Daha tornanın başında normal bir tespihi zar zor yapmayı becerebilmişken geçenlerde ben de kuka bir “nihayet” çalıştım. Günlerdir sağ cebimde gezdirdim. Ara sıra elimi cebime sokup kuş tüyü hafifliğini ve zarafetini hissetmeye çalıştım. “Çekmesem de bu tespih cebimde yedek olarak bulunsun; ola ki bir gün ya tespihimin ipi kopar (Gerçi ben o dikkatsizliği asla yapmam.  Çünkü tespihimle sürekli hemhalım ve ipi zedelense fark ederim. Sevgili gibidir tespih. Hemhal olmak ister, ilgi ister. Habbe aralarında hafif bir genişleme olup olmadığını anlamak zorundasındır. Hafif bir değişiklik varsa, incinmiştir; incinmişse zedelenme vardır. İncinmişse kırılır, kırılırsa dağılır; dağılırsa toplayamazsın ve tespihini kaybedersin. Her tespih sahibi bunu bilmek zorundadır.)  ve ya evden kazara tespih almadan çıkarsam sigorta olsun diye cebimde günlerdir taşıdım. Sonra “bu güzel tespihi hediye etsem kime hediye etmeliyim?” diye düşünceler geçmeye başladı kafamdan… O anlarda “Hayır, hayır. Bu tespih cebimde sürekli bulunan sigorta tespihi olsun” diye karar verdim. Sonra da “eğer birine hediye edecek olsam ancak Ali Hocam’a hediye ederdim herhalde” diye düşünmeden de edemedim. Derken bir gün İsmail Göktür, kalabalık bir sosyal ortamdan bir mesaj yazdı “Abi güzelim mercan tespihimi kaybettim!” “İşte dedim, İşte! Bu tespih,  bu zarif adama da hediye edilebilir.” Bu narin, “Nihayet Kuka” tespihi İsmail Göktürk’e hediye ettim. İsmail Göktürk’e “Bunun adı nihayettir” diyince İsmail: “Anladım abi; artık bunu da kaybedersen tespih yapmam demek istiyorsun” dedi ve ona izah etmeye çalıştım. Anlayıp anlamadığından emin olamayınca; ya da anlatmak için çok cümle kurunca bu yazıyı yazmak fikri doğdu. Bu arada İsmail Göktürk’ün her tespih kaybedişinde, (sık sık kaybedişinde) ne kadar çok tespih verdiğimi de burada söylemiş oldum. Yok, dostlara tespih hediye etmekten şikâyetçi değilim. Bilakis en çok zevki dostlara tespih hediye etmekten aldığımı söyleyebilirim. Bir de; otuz üç “Süphanallah” otuz üç “Elhamdülillah” otuz üç “Allahuekber” çekerek hediye ederlerse, değmeyin keyfime…

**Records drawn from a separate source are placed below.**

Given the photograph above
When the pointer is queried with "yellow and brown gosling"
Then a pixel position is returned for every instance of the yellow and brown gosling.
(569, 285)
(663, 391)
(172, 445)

Yeniden konumuza dönelim: Nihayet “HİÇ” ten çalışılır.

Nedir hiç? Hiç; kuka çekirdeğinden çeşitli ebatlara kesilerek tespih yapıldıktan sonra kalanıdır. Yani hiç olmuş, işe yaramaz ebattaki parçalardır. Bu, hiçbir milimetre tespih kalibresine uymadığı için atılmak üzere olan parçalar alınarak, standardın dışında, beyzi ve arpa kesim tespih yapılır.

Nihayet, son nokta, Hiç’ten bir öncesi nedir peki?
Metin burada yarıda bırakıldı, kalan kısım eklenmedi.